Braithwaite wants to recruit Lee to fight in an upcoming martial arts tournament on a secluded island retreat owned by Han (Kien Shih), a James Bond-inspired villain (e.g., Doctor No). Han runs his island like a dictatorship, imprisoning or forcing them to fight to the death in the tournament. Braithwaite wants Lee to uncover evidence of Han's illegal activities. Once Lee has evidence, Braithwaite can justify an armed invasion of the island to shut down Han's operations. The screenplay gives Lee an overly familiar revenge motive for agreeing to Braithwaite's proposition: Han's improbably Caucasian bodyguard, O'Hara (Robert Wall), caused the death of Lee's sister. The Lee's and O'Hara comes courtesy comes via one of four clumsy flashbacks (each lead gets one) accompanied by the seriously old-school rippling effect to separate the flashback from scenes taking place in the present.

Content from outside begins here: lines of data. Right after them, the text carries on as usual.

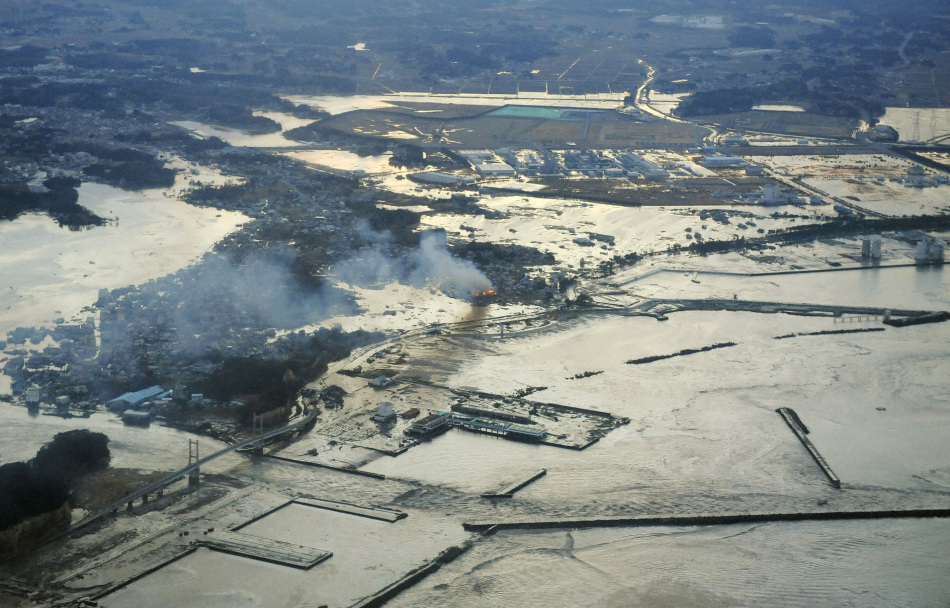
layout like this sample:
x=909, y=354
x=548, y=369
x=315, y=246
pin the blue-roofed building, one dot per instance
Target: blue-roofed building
x=137, y=398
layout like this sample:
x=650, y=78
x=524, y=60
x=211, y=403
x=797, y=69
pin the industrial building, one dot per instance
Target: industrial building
x=929, y=251
x=430, y=426
x=136, y=398
x=871, y=247
x=495, y=169
x=385, y=413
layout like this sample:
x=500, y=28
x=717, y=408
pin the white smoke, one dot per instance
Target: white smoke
x=429, y=266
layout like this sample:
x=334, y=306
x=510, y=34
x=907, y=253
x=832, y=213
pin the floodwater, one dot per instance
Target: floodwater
x=367, y=555
x=236, y=137
x=924, y=288
x=338, y=105
x=49, y=272
x=856, y=564
x=341, y=160
x=918, y=124
x=778, y=108
x=156, y=448
x=704, y=425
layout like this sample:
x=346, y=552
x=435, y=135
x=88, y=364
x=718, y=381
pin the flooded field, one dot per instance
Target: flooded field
x=924, y=288
x=919, y=124
x=367, y=555
x=153, y=233
x=860, y=564
x=155, y=448
x=237, y=137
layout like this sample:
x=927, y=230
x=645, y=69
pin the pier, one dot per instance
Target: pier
x=509, y=491
x=266, y=550
x=791, y=418
x=488, y=527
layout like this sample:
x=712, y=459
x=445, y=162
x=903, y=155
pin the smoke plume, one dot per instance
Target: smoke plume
x=429, y=266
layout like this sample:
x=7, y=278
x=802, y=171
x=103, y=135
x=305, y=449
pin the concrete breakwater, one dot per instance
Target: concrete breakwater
x=699, y=520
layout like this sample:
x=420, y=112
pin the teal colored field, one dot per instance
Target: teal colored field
x=529, y=112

Roper (Saxon sporting one of the worst toupees ever put to celluloid) and Williams (drawing his strength from his Afro and sideburns) enjoy Han's hospitality (e.g., food, drink, and women), while the ascetic Lee prepares himself for the next match or tries to uncover information about Han's activities. In classic Bond fashion (but with a much smaller budget), Han has an underground lair where his henchmen, including a young Jackie Chan in a blink-and-you'll-miss-him cameo, keep Han's enemies imprisoned, drugged, or enslaved, working to purify the source of his fortune: opium. Lee wears a black body suit while he's in secret agent mode but later loses his shirt (literally) to better show off his physique.



Enter the Dragon's fight scenes may not be sophisticated by today's standards, but that matters little when Lee is onscreen. Lee choreographed his own fight scenes, even going as far as directing the opening sequence with Sammo Hung and the Shaolin monk. Lee, however, smartly left the best for last. With the tournament devolving into a free-for-fall, Lee tracks Han to his weapons museum and, after a brief confrontation, a Hall of Mirrors. More than 8,000 mirrors were used in the climactic fight inside Han's Hall of Mirrors. Constructed more for suspense than martial arts action, the scene turns on fleeting contact between Lee and Han. With knowledge of the Hall of Mirrors on his side and replacing his hand with a metallic claw, Han gets the better of Lee, clawing his face (twice), his chest (twice), and his back (once). Lee channels his anger into laser-sharp focus, pouncing the moment Han errs.